DOI: https://doi.org/10.20529/IJME.2011.043
For about two decades now, the pharmaceutical industry – particularly its marketing and sales arms – has been receiving a lot of flak. The bad publicity has come from all sides – articles in learned medical journals, in general newspapers and magazines, in movies and from whistleblowers in the industry – and has reached such an extent that the public approval of the industry in the USA dropped from 80% in 1987 to a mere 9% in 2005, putting its reputation just above the oil and tobacco industries. Carl Elliot in his book, aptly subtitled “Adventures on the dark side of medicine”, drives one more nail in the coffin of the drug industry. Elliot illustrates how Big Pharma stoops low and how medical professionals join hands with them, knowingly or unknowingly.
Why does the industry use such tactics? Elliot explains what they do in order to remain a high profit industry. After all, in 2002, the combined profits of the top 10 drug companies exceeded the combined profits of the other 490 companies in Fortune 500. His book could well have been subtitled “A brief history of the marketing practices of drug companies”.
The key players in this game are, as the titles of the six chapters state, the guinea pigs, the ghosts, the detail men, the thought leaders, the flacks and the ethicists. Some of the human guinea pigs, in the USA, at least have learnt to abuse the system which abuses them; practically all, however, are in it for the money and not for altruistic purposes like the companies would have us believe. We are told about how ghost writers are used by the industry to write convincing “evidence-based” articles. How ghosts can affect medical science to its detriment is particularly clear when one realises that thalidomide was sold as a pill for morning sickness – after a ghost wrote up an article without the company even performing the required research. The detail men, of course, are the pharmaceutical company representatives, the reps. These reps (the statistics: one drug rep for every 2.5 doctors in the US in 2005) are suave, charming, friendly – and bring gifts that are difficult to resist. The thought leaders, as a particularly eye opening essay describes leaders in the field (“key opinion leaders”), are carefully selected and groomed to parrot drug company policy – often without even realising it.

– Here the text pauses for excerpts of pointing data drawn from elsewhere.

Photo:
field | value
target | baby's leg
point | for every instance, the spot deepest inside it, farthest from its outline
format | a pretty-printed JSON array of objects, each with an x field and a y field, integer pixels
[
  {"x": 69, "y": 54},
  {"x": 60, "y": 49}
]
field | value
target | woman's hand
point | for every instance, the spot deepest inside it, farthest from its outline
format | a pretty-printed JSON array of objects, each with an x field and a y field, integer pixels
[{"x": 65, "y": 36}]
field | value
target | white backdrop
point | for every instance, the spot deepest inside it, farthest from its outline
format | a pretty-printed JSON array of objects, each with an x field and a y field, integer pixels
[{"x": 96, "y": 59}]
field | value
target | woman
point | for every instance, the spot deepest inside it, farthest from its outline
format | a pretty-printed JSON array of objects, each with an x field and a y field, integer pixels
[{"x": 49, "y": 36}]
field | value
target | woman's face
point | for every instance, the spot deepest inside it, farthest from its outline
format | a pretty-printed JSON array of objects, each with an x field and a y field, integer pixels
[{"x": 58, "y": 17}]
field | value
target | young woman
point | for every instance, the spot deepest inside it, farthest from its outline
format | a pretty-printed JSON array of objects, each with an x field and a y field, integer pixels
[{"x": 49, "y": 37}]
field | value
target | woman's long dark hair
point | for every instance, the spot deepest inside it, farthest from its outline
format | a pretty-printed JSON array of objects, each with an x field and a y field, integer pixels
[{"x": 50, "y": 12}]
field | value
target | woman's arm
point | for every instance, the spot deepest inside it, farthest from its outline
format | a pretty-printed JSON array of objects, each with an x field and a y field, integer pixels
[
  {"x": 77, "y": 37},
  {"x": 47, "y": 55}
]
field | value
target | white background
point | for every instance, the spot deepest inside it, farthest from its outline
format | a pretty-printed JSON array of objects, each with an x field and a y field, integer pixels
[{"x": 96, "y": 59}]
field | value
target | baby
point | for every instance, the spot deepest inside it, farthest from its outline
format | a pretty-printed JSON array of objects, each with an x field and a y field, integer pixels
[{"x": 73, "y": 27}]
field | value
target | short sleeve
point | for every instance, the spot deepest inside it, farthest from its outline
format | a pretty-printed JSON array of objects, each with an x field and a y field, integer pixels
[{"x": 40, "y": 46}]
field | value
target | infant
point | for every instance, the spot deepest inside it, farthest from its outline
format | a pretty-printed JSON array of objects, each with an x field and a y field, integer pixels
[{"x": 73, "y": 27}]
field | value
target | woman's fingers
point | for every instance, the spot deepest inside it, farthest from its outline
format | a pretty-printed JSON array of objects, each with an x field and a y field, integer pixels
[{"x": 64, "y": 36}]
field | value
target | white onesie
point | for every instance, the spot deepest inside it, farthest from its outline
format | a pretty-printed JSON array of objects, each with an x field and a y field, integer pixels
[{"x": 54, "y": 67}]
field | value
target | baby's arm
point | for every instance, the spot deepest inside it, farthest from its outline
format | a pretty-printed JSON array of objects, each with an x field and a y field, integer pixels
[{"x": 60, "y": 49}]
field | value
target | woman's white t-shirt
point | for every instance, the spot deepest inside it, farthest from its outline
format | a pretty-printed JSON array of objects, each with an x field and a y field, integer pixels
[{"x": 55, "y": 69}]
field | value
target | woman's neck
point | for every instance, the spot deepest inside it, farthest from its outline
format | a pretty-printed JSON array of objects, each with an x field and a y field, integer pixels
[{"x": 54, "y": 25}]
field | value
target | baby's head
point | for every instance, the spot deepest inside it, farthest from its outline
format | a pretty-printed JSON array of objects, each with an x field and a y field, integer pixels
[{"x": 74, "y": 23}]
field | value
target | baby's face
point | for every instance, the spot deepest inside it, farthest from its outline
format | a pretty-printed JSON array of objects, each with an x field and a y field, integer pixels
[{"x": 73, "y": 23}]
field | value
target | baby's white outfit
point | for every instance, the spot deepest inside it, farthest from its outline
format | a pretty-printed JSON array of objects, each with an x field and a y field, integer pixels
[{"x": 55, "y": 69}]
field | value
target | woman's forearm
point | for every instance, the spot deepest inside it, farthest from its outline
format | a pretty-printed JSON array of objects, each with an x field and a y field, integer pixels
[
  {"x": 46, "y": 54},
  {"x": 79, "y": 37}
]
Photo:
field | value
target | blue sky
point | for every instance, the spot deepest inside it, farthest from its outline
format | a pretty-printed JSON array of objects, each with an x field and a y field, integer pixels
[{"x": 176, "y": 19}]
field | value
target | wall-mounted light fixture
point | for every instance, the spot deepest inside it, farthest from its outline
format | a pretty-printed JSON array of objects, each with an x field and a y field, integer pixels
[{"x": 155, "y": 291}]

Pharmaceutical sales are increased in many ways, some of which are disease branding (“increasing” the incidence of uncommon diseases or creating “new” diseases), the use of video news releases (a commercial in the guise of a news story) and commercials masquerading as public service advertisements. Incredibly, fake but legitimate-looking journals have been produced by the industry to carry articles extolling the virtues of certain of their products. Parts of the story are strongly reminiscent of what happens in John Grisham novels.
How do changes in society and in our thinking affect drug sales? In the 1980s, direct to consumer (DTC) sales were shunned; the arrival of patient empowerment meant that DTC advertising suddenly made ample sense. Advocacy groups (funded partly by pharma) also played a part in promoting sales. While in 1991, 80% of industry-sponsored trials were conducted in academic centres, by 2004, 70 % were in the private sector.
The part which took me quite by surprise, though, was the last one. Because the Indian Journal of Medical Ethics carries no drug company ads and the National Bioethics Conference that the journal has organised has never received drug industry financial support, I had always assumed that there could be no healthy relationship between an ethics organisation and pharma. I am now disabused of that notion. It appears that there are many ethicists on the payroll of drug companies and that there are institutional review boards and centres for bioethics which have been supported by grants given by the drug industry. Not that they think differently from the other bodies – the American Medical Association in 2001 launched a campaign to educate doctors about ethical issues arising from drug company gifts: the campaign was funded by the industry.
Readers of the book will be exposed to humongous financial figures: the $21.1 billion settlement given by Wyeth to settle the litigation for the drug Fen Phen; the DTC advertising budget in 2005 in the USA alone was a staggering $29.9 billion.
Facts such as these make it abundantly clear that the nexus between pharma and medicine is much, much deeper than I’d previously thought and I am forced, pessimistically, to agree with Elliot’s conclusion, in his foreword to the book: “I doubt that… financial ties [between American medicine and industry] will disappear anytime soon.”
Because there is more than reasonable evidence that there are numerous such conflicts of interest, many of them blatant and many of which palpably mislead us, anyone affected by healthcare – patients as well as doctors – must read this book to see why modern medicine is, at least in part, a scam.